By Amanda Szulc, Opinion Contributor
As an early childhood educator with over eleven years in Illinois classrooms – and a proud resident of Joliet – I entered this profession to teach children how to read, think critically, solve problems, and develop character.
What happened in Chicago on May 1, 2026, was not education. It was a betrayal.
On May Day, the Chicago Teachers Union, with the full cooperation of Chicago Public Schools, bused students from dozens of elementary, middle, and high schools to an anti-Trump, anti-ICE rally in Union Park.
Teachers held special “civics” lessons in the morning, then transported students – complete with district-provided bag lunches – to march alongside adult activists.
At Edward K. “Duke” Ellington Elementary School, a sign openly declared: “Organize, agitate, educate must be our war cry.”

Even more disturbing, Chicago Mayor Brandon Johnson actively participated in and publicly supported these widespread May Day protests. The mayor of one of America’s largest cities not only allowed this to happen during school hours – he endorsed it.
This is not leadership. This is using the authority of city government to turn public schools into political mobilization centers. This is not education. This is indoctrination.
Illinois already ranks near the bottom in academic performance.

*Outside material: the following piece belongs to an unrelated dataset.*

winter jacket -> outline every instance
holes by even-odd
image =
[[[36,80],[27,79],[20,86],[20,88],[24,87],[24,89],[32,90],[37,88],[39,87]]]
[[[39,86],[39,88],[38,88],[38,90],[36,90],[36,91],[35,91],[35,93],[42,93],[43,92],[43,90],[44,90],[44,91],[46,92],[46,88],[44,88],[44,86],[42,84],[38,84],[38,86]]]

In 2025, only about 53 percent of students in grades 3-8 were proficient in reading, and just 38-39 percent were proficient in math.
In Chicago Public Schools the numbers are even worse. And here in Joliet, where I live and teach, the failure is downright embarrassing. According to the 2024 Illinois Report Card, Joliet Public Schools District 86 (PK-8) shows only 10.9 percent proficiency in math and 23 percent in English Language Arts.
Reading proficiency hovers around 14-16 percent, and math proficiency is as low as 8-10 percent. At the high school level, Joliet West reports 17.1 percent math and 22.9 percent ELA proficiency, while Central High School is even lower at 7.9 percent math and 11.8 percent ELA.
Yet instead of addressing these dire academic realities, many teachers, union leaders, and now the mayor himself chose to use school time and taxpayer resources to mobilize students for a political protest.
The tactic is unmistakable – and it is not new. In the 1930s, the Nazi regime created the Hitler Youth to systematically indoctrinate an entire generation. Schools were required to teach a state-approved curriculum. Teachers joined the party. After-school programs replaced church, family, and independent thought. Children were taught loyalty to the Führer above all else, drilled in propaganda, and prepared to serve the regime.
We are not living in 1930s Germany. But the strategy is the same: use the authority of the school and the trust of children to shape their worldview before they have the tools to question it.
In Mao’s Cultural Revolution, Chinese students were pulled from class and encouraged to publicly denounce teachers and parents as “counter-revolutionaries.” In the Soviet Union, the Young Pioneers and Komsomol turned after-school hours into mandatory ideological training, teaching children that loyalty to the Party came before family or independent thought.
Today we see a softer but still troubling version: teachers presenting highly partisan narratives about immigration, Trump, or “systemic oppression” as undisputed fact, while framing any disagreement as bigotry.
When teachers bus students to rallies, feed them one-sided narratives about “ICE terror” or “Trump the dictator,” and treat dissent as hatred, they are not educating – they are recruiting.
These ICE agents are not targeting random citizens. They are enforcing the law by removing criminal illegal immigrants, gang members, and individuals who are draining public resources.
The left-wing media and activist teachers have spent years pushing false and inflammatory claims about President Trump – calling him a king, a dictator, a rapist, and worse – claims that have been repeatedly debunked. Yet these narratives are being presented to children as unquestioned truth.
Our children deserve better. They deserve teachers and elected leaders who prioritize literacy, math proficiency, and the ability to research and think independently – not adults who treat them as political pawns.
Illinois families are already fleeing the state because of high taxes, rising crime, and failing schools. Continuing to trade real education for activism will only accelerate that exodus.
Parents, taxpayers, and concerned citizens must demand accountability. School is for learning, not for recruiting the next generation of protesters. The future of our children – and the future of Illinois – depends on it.